A travers des témoignages video et des textes, nous essayeons de découvrir comment mieux accompagner ceux que nous visitons.
La personne qui souffre crie que la souffrance n’a pas de sens.
Elles sont une immense protestation contre la souffrance. Ces personnes fragilisées crient que la souffrance n’a pas de sens. Celle-ci surgit comme une intruse, elle s’installe comme une étrangère, elle n’a pas sa place dans nos vies ; elle ne devrait pas survenir ; elle fait violence à la vie. Elle est profondément irrationnelle et c’est toute la difficulté d’en parler. Parler de la souffrance, c’est chercher à lui donner une signification, mais les personnes qui souffrent nous disent qu’elle est un non sens. C’est la raison pour laquelle nous sommes si souvent sans parole en leur présence.

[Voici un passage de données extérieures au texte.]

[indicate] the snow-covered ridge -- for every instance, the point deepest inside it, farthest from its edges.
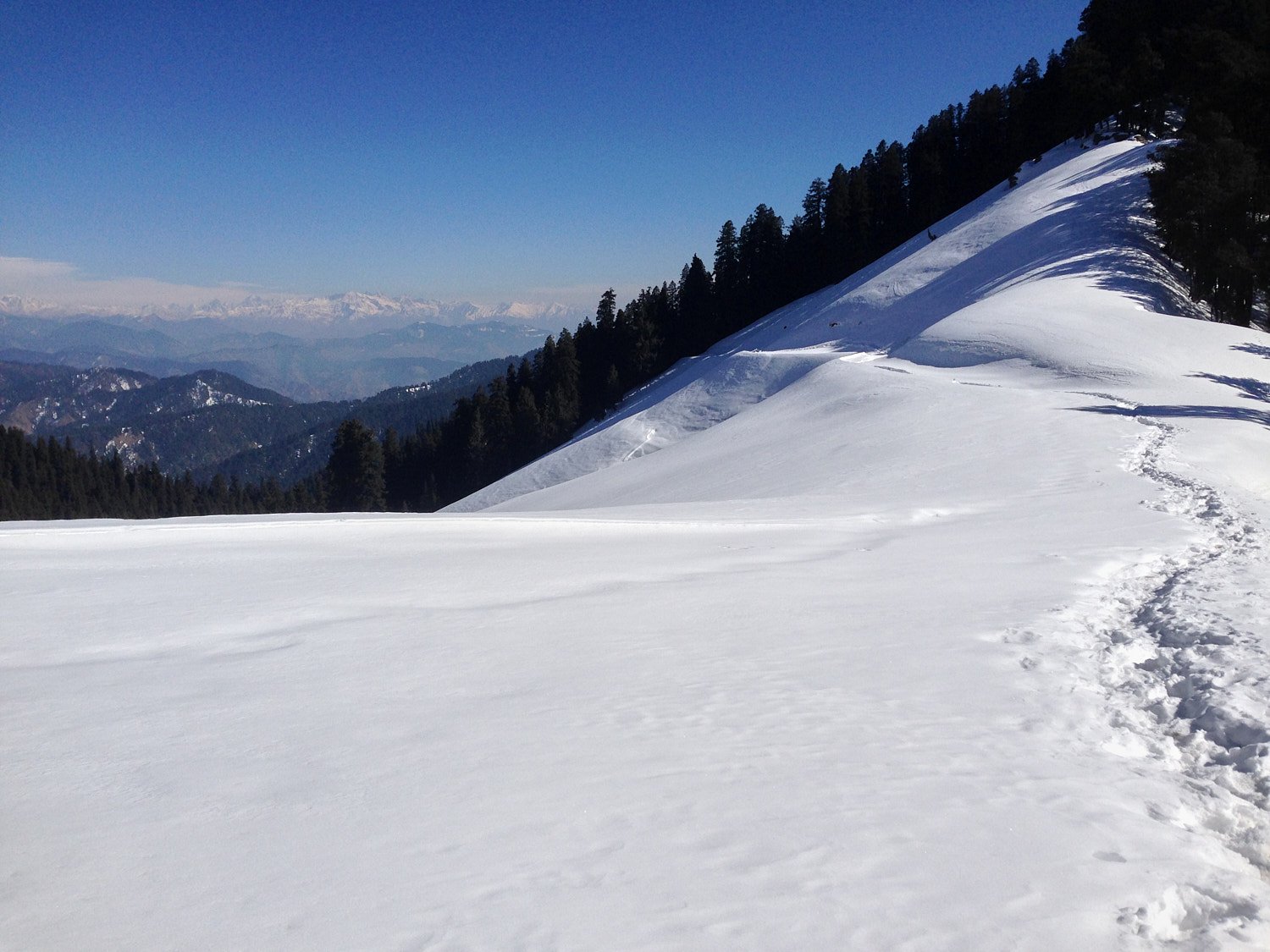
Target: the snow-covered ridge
(926, 614)
(1076, 223)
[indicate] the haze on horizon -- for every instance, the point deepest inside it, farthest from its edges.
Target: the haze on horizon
(507, 152)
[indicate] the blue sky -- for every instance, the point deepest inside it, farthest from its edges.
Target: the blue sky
(502, 151)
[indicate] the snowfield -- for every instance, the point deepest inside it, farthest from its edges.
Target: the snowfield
(930, 612)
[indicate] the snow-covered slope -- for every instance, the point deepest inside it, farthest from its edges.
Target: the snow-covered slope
(927, 614)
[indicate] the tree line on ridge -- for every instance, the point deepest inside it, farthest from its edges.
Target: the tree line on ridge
(1146, 63)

Et, à y réfléchir un peu, elles ont raison. En elle-même, la souffrance n’a pas de sens. C’est important, notamment pour nous chrétiens, d’être convaincu de cela. La souffrance n’est jamais une valeur que nous pourrions rechercher pour elle-même. C’est tellement vrai que, dans notre culture, ceux et celles qui recherchent la souffrance sont considérés comme des malades. Depuis Freud, on les appelle des « masochistes ». Depuis toujours, fort heureusement, l’humanité fait tout ce qu’elle peut pour combattre la souffrance et la faire reculer. C’est une réaction de santé qui consonne tout à fait avec l’Evangile. Car Jésus non plus n’a pas recherché la souffrance ; il a passé toute sa vie à guérir les malades et au moment où lui-même est confronté à sa passion, il supplie le Père de le délivrer de cette heure qui se profile devant lui. Heureusement, l’évangile nous montre ainsi que Jésus n’était pas masochiste…

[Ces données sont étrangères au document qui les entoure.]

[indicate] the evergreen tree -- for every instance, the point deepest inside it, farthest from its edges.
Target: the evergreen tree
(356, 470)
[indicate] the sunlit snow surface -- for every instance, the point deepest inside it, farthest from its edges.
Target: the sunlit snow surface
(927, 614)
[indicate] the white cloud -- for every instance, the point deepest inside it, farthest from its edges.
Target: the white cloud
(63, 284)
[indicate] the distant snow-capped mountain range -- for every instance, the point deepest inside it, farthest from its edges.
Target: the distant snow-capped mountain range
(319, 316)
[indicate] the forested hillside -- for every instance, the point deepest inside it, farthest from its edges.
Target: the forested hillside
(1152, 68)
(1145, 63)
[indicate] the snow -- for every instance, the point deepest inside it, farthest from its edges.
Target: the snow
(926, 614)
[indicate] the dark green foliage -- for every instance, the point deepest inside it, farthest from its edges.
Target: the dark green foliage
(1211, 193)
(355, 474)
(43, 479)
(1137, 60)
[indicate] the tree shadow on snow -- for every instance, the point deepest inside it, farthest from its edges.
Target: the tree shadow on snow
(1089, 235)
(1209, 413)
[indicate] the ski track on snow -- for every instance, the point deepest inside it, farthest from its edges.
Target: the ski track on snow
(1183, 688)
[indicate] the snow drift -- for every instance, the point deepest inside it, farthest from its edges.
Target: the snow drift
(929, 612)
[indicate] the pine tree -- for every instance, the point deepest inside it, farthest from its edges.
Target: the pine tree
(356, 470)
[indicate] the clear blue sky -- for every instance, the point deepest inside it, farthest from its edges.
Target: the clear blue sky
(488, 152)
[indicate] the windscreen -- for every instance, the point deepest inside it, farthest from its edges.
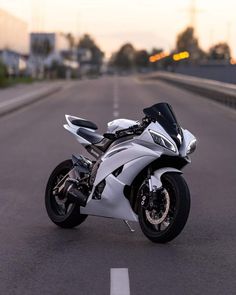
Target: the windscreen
(164, 115)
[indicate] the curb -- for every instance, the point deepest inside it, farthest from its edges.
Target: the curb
(220, 92)
(17, 103)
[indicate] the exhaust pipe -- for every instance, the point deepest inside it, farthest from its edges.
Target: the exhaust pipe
(74, 195)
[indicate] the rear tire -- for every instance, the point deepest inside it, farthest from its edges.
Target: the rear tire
(64, 215)
(179, 207)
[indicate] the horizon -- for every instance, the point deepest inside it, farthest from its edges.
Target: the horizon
(112, 24)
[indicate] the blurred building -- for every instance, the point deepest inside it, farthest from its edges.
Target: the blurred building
(16, 63)
(13, 33)
(48, 50)
(14, 42)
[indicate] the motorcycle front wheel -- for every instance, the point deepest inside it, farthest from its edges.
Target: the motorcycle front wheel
(164, 222)
(62, 212)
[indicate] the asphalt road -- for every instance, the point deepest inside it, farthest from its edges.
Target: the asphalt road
(36, 257)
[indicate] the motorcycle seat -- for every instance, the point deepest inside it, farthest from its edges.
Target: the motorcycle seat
(84, 123)
(90, 136)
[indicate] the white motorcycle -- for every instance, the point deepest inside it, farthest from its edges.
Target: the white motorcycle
(136, 174)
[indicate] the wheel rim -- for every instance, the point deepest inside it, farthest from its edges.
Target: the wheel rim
(159, 222)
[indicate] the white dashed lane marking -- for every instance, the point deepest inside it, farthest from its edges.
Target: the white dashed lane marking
(119, 281)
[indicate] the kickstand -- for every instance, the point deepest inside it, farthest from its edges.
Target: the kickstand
(129, 226)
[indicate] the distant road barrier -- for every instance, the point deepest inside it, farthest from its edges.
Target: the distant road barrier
(10, 105)
(221, 92)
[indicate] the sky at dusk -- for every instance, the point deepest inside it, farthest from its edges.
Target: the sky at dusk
(145, 23)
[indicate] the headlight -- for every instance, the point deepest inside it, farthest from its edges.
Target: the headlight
(192, 146)
(163, 141)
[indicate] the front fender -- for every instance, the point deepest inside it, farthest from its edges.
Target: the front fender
(156, 177)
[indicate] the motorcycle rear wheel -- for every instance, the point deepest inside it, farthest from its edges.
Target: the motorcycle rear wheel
(178, 201)
(67, 214)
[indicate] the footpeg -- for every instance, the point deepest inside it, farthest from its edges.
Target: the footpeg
(129, 226)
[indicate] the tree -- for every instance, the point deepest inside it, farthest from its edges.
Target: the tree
(86, 42)
(3, 74)
(125, 57)
(220, 51)
(71, 40)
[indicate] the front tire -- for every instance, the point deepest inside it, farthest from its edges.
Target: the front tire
(64, 214)
(164, 226)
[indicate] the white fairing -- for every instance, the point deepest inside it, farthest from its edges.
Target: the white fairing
(132, 155)
(119, 124)
(74, 128)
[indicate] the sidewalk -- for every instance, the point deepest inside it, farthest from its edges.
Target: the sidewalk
(15, 97)
(221, 92)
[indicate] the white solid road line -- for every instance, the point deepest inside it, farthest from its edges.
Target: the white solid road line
(119, 281)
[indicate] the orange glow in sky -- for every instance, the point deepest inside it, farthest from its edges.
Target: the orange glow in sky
(145, 23)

Mais la souffrance peut être une occasion de grandir en humanité
En elle-même, la souffrance dont nous parlons –maladie, isolement, vieillesse- n’a pas de sens. Mais il faut aussitôt ajouter qu’elle peut être l’occasion d’une traversée qui peut déboucher sur une croissance en humanité. Nous ne le saurions peut-être pas si des personnes autour de nous ne nous aidaient à en prendre conscience. Dans ce domaine, certains malades qui nous précèdent dans la maladie nous rendent un service inestimable. Ils nous aident à comprendre qu’on peut glisser dans la maladie, la solitude ou la vieillesse sans perdre sa dignité humaine. Vivre la souffrance comme un passage, consiste tout d’abord en une prise de conscience : « Je peux ne pas m’identifier à cette image de moi qui me faisait vivre jusqu’alors. Je peux la perdre sans me perdre totalement moi-même. Je suis plus que cette image et je peux continuer à vivre en toute dignité alors que je ne suis plus conforme à cette représentation là de moi. Je suis aussi autre que je ne pensais, capable de ressources que j’ignorais ». C’est cette traversée là, que toute personne qui souffre, est en train de faire. Quand elle émerge de ce long exode, elle cherche moins à trouver son identité dans des activités, des fonctions, un statut social à conserver… Elle passe progressivement d’une vie centrée sur le faire à une vie plus abandonnée « au jeu du désir » : le désir de vivre ses relations et d’en susciter de nouvelles dans la vérité, la simplicité, l’authenticité. Une renaissance est alors possible à l’intérieur même de la maladie de la vieillesse ou de l’isolement, mais elle dépend beaucoup de la réaction de l’entourage. La personne souffrante trouvera-t-elle auprès d’elle un « passeur » ou une « passeuse » de vie ?
Philippe Bacq, jésuite, théologien à Bruxelles.